The US economy has encountered some expected turbulence on inflation’s descent.
The Federal Reserve’s preferred inflation gauge bounced higher in April, underscoring Fed Chair Jerome Powell’s warnings that reining in price hikes “is likely to be bumpy.” But with spending also heating up, Friday’s data from the Commerce Department kicked up the odds for further rate hikes.
The Personal Consumption Expenditures price index rose 4.4% for the 12 months ended in April, up from a 4.2% increase seen in March, according to data released Friday by the Commerce Department. Rising energy prices (up 0.7% month on month) helped push up the headline PCE index; prices for goods and services increased 0.3% and 0.4%, respectively, while food prices showed a very slight decrease.
The closely watched core PCE index — where volatile components of food and energy are excluded — unexpectedly ticked up: The Fed’s go-to gauge was up 4.7% for the year.
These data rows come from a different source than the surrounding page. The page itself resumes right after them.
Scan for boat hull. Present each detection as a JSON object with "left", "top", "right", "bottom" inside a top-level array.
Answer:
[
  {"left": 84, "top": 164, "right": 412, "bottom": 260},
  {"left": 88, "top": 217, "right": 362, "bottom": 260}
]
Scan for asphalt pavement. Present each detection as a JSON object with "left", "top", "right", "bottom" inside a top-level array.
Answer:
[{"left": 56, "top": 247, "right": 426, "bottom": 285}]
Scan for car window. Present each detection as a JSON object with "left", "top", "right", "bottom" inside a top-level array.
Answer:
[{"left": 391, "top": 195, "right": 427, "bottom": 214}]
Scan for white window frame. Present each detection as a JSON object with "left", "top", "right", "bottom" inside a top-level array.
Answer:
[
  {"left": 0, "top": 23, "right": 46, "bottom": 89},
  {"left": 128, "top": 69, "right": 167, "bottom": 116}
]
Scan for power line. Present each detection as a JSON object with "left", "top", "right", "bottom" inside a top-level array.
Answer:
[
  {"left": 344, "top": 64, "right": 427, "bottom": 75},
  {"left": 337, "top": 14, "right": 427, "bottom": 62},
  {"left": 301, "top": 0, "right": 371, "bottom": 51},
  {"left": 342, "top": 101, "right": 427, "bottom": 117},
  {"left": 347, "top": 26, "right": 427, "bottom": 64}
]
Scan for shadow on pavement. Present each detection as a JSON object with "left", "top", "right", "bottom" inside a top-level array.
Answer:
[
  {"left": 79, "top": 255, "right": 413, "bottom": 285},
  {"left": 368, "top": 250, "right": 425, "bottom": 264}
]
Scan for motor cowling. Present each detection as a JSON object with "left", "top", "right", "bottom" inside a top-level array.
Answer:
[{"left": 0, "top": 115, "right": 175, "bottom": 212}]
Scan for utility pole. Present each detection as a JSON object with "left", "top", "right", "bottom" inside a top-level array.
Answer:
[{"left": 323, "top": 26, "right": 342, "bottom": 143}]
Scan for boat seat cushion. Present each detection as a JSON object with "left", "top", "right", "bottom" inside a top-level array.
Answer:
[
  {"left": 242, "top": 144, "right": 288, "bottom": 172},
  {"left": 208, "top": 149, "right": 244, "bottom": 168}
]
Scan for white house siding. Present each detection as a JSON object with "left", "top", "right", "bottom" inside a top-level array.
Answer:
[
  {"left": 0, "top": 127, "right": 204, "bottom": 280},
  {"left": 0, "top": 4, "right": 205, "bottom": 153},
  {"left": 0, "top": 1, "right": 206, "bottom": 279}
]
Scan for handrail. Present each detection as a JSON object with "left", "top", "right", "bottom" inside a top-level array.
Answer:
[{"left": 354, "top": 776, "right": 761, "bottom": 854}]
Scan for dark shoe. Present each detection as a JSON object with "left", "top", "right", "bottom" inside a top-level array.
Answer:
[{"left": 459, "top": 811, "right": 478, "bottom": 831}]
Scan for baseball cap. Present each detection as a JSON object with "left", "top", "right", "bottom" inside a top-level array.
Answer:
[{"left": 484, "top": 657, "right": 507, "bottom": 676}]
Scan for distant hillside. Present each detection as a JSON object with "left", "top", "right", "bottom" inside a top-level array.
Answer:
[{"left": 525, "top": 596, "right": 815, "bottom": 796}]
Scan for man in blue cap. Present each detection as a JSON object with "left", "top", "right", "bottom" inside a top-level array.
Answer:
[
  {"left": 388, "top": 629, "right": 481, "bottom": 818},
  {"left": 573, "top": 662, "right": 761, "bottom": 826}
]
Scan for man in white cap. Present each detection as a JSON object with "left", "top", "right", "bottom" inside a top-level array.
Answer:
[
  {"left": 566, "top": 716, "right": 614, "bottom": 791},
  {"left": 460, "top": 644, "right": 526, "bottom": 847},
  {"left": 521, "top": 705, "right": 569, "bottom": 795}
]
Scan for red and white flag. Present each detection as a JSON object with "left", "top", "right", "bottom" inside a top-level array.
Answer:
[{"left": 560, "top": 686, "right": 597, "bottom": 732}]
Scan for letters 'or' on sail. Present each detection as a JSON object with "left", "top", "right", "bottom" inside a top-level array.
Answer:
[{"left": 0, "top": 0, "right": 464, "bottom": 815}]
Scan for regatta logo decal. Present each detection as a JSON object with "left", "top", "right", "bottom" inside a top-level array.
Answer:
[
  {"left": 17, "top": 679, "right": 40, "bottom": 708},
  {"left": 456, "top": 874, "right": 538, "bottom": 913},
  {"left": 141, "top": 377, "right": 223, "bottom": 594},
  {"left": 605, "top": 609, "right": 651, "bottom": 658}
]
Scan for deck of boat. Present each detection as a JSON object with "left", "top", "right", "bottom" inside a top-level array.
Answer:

In March, the core PCE gauge grew by 4.6%.
Economists had forecast that core PCE would hold steady at 4.6%, according to Refinitiv.
On a monthly basis, the headline and core indexes were both up 0.4%. In March, the headline PCE index showed a 0.1% gain, while core accelerated by 0.3%.
Economists polled by Refinitiv were expecting April’s monthly core price to increase 0.3%.
The PCE indexes are part of the Personal Income and Outlays report, which provides a more comprehensive look at shifts in prices, including how consumers respond to them and how much consumers are spending, bringing in and saving.
Consumer spending jumped 0.8% in April from March, double what economists had expected. Excluding the effects of inflation, real consumer spending increased 0.5%, reflecting a boost seen from new car purchases, according to the report. Household income ticked up to 0.4% from March; the prior month, personal income grew 0.3%.
As spending increased faster than incomes, the personal saving rate fell to 4.1% in April.
“Inflation has peaked and is moderating, but it remains much too high,” said Mark Zandi, Moody’s Analytics chief economist, in an email to CNN. “It is encouraging that the cost of housing services is moderating, reflecting weaker rents; but health care inflation is picking up, reflecting a tight health care labor market and quickly rising labor costs.”
He added: “It is critical that inflation moderate further, otherwise the Fed will continue to increase rates, which will ultimately undermine the economy and push it into recession.”
Another hike becoming more likely
Since March last year, the Fed has hiked its benchmark interest rate 10 consecutive times as part of efforts to cool demand and bring down high inflation.
At the central bank’s policymaking meeting earlier this month, Fed officials voted unanimously on a quarter-point rate increase. They also signaled that a pause could be on the table in June as they continued to evaluate the effects from the barrage of rate hikes as well as banks tightening their lending standards amid broader sector turmoil.
Just before the Commerce Department data was released on Friday, markets had the probability of a Fed pause at 54.2%, according to CME FedWatch. A little more than an hour later, those odds shifted to a 58.5% probability of a quarter-point hike next month.
“We’ve said we went back to normal [after the pandemic], but the problem is, that doesn’t mean inflation immediately goes back to normal,” Laura Veldkamp, finance professor at Columbia University’s Graduate School of Business, told CNN in an interview. “Inflation has taken on a life of its own.”
The deeply embedded and persistent inflation has been expected to come down slowly. However, if there are hiccups along the way and inflation accelerates, then it may mean that more aggressive policy is warranted, Veldkamp said.
The Fed hopes to meet its mandate without triggering a recession, but it’s a “delicate” process, she said.